A Senior Engineer Recounts His Journey at the SFPUC Through Food, Friends and Diversity

The SFPUC is celebrating Asian Pacific American (APA) Heritage Month, paying tribute to Asian American and Pacific Islander (AAPI) colleagues. In fact, SFPUC’s crucial water, power and sewer services couldn’t be done without the diverse workforce that includes a large percentage of AAPI workers from the San Francisco Bay Area.

Wyman Fong, a Senior Engineer for the Oceanside Wastewater Treatment Plant (Oceanside Plant), recounts what it was like growing up in the 60’s as an Asian American.

“When I was growing up in Sacramento, I was the only Chinese person in many of the activities I joined. The Boy Scouts and football team, just to name a few. My dad, a Chinese Immigrant to the U.S., pushed and supported me to integrate into my surroundings, whether it was this sport or that sport. I’m not sure if my dad felt comfortable hanging around the other parents, as he didn’t have much in common with them, but he did it for me anyway,” Fong said.

Fong shared that as a young, adolescent boy, it was all about play and fun. As he grew up, he realized it was a life lesson that his dad wanted to instill in him.

“I am a first generation in the U.S. and my dad wanted me to know that the sky was the limit and that I could do anything I set my mind to. I am grateful he inspired that in me as a young kid,” he said.

Fong went on to pursue a career with the SFPUC and City and County of San Francisco after attending San Francisco State University for a few years and then accepting a Local 39 Stationary Engineering Apprenticeship Program. Living in San Francisco and working at the SFPUC, he observed diversity in the workplace, something far different than what he grew up around. It was through food that he bonded and developed relationships with his colleagues.

“Gumbo, Caribbean food, fresh boiled crab… we always had a giant pot of food here and everyone would eat and be happy,” he fondly shared.

For 31 years, Fong has held watch over the Oceanside Plant. In fact, he was there in 1993 when the plant was switched on for the first time.

Wyman Fong, a Senior Engineer for the Oceanside Wastewater Treatment Plant, has been with the SFPUC for 31 years.

Fong’s job at the Oceanside Plant throughout the years has been to assist everyone at the plant, whether they needed contractors, operational support, maintenance or lab personnel. Whatever the issue was, Fong and his staff had to find solutions. The toughest part of the job, Fong explained, is the fact that the plant is mostly underground, which makes for a challenging work environment.

“I’d wake up, it would be dark and overcast. I would commute into the plant and everything inside the plant is gray, lighting is not optimal although it has gotten better over the years,” he shared. “You are there for 12 hours.
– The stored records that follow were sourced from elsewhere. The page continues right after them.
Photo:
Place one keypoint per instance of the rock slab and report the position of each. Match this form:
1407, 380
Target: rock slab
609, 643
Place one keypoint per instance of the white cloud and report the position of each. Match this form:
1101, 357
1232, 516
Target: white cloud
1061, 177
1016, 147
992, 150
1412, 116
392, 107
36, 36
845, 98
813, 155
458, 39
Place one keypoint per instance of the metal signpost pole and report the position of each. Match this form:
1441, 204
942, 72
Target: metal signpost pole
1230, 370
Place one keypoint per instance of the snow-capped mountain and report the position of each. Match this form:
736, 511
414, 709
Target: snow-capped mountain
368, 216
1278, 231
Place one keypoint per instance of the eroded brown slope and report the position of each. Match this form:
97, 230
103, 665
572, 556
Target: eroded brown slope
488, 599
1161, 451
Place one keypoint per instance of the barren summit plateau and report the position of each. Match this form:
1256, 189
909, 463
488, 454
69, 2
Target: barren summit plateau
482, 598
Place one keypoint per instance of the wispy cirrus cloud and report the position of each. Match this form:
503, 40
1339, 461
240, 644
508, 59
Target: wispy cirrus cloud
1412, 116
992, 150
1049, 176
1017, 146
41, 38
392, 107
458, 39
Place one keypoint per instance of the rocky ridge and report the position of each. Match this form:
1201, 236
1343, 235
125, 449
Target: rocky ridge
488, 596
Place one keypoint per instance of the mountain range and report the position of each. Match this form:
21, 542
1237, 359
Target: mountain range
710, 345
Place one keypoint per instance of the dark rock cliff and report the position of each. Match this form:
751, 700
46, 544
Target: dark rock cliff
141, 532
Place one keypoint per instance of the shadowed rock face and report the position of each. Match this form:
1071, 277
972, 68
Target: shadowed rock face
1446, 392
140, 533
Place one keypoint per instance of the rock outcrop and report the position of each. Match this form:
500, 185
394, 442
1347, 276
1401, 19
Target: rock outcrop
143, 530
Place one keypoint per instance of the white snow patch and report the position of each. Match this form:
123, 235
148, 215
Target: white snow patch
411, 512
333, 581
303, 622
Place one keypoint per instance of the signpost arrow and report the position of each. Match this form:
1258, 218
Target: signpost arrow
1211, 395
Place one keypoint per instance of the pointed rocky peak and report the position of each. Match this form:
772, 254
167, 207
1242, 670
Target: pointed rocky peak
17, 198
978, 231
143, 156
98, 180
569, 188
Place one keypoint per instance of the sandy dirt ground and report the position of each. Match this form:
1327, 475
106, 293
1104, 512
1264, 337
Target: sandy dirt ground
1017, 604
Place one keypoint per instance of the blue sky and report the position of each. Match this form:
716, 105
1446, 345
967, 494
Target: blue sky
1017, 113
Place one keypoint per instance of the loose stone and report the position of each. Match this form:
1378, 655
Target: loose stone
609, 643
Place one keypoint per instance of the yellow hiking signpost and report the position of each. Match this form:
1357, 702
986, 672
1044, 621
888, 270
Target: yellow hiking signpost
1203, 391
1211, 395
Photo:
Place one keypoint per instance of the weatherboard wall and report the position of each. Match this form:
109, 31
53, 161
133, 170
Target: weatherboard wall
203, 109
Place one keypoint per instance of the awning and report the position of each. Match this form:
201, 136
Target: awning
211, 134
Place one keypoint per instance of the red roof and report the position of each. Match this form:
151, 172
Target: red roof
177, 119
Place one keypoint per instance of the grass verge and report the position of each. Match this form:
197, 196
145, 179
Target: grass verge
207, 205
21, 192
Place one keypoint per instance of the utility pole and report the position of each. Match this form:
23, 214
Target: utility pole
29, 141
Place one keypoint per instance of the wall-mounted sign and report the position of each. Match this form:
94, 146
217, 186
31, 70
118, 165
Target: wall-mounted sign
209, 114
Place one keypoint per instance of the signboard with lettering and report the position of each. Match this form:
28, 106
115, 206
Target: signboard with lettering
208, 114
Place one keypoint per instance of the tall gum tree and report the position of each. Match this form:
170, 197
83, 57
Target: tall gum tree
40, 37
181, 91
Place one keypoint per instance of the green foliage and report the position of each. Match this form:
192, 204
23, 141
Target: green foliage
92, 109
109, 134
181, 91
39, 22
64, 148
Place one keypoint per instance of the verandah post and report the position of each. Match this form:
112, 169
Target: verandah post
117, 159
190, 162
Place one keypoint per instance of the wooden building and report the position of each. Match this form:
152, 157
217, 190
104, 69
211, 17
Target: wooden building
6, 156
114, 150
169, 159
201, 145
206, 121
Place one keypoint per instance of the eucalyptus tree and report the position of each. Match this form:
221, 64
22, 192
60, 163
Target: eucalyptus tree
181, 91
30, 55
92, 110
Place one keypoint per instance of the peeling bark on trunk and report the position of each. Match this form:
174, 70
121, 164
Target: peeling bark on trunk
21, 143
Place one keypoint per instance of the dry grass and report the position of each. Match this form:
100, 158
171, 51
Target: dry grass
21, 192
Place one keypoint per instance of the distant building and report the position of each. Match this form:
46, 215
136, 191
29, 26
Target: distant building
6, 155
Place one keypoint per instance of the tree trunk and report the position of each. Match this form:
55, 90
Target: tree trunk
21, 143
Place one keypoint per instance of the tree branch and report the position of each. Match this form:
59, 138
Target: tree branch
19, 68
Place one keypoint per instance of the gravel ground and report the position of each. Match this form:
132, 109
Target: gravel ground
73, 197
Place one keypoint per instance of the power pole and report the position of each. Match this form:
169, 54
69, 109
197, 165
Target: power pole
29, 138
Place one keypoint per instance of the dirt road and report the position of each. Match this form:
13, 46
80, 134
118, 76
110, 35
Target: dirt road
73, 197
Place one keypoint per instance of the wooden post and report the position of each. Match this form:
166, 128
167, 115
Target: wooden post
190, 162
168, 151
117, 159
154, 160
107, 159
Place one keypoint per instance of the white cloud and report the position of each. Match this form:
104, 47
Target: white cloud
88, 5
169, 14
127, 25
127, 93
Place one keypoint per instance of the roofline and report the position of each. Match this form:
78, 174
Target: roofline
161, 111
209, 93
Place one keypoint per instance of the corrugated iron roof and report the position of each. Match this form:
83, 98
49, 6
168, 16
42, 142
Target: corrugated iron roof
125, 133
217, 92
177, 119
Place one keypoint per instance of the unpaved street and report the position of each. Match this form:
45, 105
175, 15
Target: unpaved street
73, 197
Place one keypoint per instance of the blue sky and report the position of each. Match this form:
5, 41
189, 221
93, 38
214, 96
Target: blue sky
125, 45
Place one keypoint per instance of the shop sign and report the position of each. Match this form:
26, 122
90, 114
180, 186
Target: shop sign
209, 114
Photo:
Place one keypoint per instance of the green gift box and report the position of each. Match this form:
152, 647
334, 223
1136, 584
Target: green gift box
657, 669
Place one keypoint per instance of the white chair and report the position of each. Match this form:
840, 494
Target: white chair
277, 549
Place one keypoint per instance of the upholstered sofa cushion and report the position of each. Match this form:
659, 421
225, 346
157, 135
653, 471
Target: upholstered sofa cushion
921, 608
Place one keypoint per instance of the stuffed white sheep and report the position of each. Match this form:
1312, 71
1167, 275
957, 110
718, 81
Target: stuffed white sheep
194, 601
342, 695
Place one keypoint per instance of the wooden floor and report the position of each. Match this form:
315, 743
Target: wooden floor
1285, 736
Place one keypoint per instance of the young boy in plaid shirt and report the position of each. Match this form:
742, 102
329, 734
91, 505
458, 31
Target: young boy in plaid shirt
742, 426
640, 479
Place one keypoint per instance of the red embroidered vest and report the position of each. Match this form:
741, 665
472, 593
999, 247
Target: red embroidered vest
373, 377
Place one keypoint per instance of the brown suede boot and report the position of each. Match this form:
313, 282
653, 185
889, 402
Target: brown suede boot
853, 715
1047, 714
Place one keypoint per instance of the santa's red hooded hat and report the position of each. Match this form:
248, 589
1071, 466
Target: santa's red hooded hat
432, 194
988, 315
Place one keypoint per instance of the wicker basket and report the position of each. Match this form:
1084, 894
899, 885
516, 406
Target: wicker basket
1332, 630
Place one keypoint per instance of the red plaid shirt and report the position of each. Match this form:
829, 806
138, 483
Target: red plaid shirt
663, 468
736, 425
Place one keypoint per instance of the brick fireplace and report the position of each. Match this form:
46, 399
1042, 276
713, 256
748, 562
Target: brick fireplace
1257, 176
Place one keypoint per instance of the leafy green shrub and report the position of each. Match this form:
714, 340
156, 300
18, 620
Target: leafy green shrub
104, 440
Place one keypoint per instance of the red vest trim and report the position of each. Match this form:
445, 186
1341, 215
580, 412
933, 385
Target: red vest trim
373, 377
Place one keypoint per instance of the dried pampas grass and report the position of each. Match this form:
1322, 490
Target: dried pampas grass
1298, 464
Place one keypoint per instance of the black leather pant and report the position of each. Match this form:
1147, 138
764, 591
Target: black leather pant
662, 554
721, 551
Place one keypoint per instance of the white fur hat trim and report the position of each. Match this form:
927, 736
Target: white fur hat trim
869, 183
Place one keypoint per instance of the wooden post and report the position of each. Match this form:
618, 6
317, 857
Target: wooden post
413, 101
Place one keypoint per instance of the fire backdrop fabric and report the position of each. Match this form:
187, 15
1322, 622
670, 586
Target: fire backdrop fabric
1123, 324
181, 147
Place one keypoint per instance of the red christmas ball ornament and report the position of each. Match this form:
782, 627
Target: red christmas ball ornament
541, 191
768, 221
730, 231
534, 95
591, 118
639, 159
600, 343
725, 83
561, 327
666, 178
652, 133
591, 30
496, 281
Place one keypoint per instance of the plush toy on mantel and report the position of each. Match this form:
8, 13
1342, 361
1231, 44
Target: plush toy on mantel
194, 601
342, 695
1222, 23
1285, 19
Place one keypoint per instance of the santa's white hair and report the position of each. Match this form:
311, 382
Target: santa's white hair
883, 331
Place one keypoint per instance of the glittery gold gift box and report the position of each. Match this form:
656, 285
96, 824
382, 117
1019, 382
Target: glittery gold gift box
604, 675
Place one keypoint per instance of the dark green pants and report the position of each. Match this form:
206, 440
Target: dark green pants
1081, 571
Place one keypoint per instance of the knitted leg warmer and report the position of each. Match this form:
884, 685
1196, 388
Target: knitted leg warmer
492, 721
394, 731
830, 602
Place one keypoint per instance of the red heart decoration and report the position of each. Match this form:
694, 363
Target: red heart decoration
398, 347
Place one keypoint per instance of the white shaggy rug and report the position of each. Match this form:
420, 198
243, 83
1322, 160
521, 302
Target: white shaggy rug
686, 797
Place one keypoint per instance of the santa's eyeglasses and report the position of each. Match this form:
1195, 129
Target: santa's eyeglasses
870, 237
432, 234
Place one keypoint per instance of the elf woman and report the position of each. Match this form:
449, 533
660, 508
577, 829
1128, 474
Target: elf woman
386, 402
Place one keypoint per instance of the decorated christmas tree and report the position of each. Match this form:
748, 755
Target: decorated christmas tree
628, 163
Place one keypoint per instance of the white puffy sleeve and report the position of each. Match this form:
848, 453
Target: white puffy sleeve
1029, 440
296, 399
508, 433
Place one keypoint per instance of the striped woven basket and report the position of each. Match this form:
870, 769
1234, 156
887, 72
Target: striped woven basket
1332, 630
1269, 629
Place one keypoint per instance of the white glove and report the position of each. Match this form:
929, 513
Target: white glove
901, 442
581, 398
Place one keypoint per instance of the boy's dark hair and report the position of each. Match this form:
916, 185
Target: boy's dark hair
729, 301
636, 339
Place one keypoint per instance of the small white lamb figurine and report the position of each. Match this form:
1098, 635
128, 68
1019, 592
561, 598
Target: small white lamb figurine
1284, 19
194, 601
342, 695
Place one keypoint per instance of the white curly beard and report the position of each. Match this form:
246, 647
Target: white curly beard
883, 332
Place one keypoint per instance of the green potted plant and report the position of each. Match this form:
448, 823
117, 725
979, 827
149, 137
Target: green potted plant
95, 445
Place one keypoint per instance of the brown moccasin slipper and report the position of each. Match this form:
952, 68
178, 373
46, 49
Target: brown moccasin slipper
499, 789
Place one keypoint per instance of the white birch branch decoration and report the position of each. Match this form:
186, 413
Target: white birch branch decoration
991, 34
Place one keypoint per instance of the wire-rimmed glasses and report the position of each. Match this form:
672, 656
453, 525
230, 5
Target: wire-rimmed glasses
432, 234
Then you leave to go home and its dark and overcast. The only time we got sunshine was on our days off.”

But Fong focuses on the positive. He joked with a serious face, “Humor will get you through the job.” As he sets to retire in June, he said he wouldn’t change his career for the world.

“I’ve had a wonderful career with the SFPUC, and I am grateful for all the people I’ve met along the way and with whom I’ve forged lifelong friendships with,” he explained. “I have high hopes for all the new people coming in. What I’ve seen time and time again is that if you take care of people, they in turn take care of the plant, and the plant takes care of the environment and protect the public health.”

While Fong is close to hanging up his SFPUC hard hat, he reflects on the recent violence against the Asian community. He hopes human kindness can stand strong.

“My wish for this country is for all of us to create a more inclusive and understanding environment, where we can break race-based stereotypes and misconceptions. I hope people can find a commonality between differences, break down barriers and see each other, for who they are,” he shared. “We’ve come too far to go backwards. The near fact that I’m being recognized for being Asian American speaks for itself.”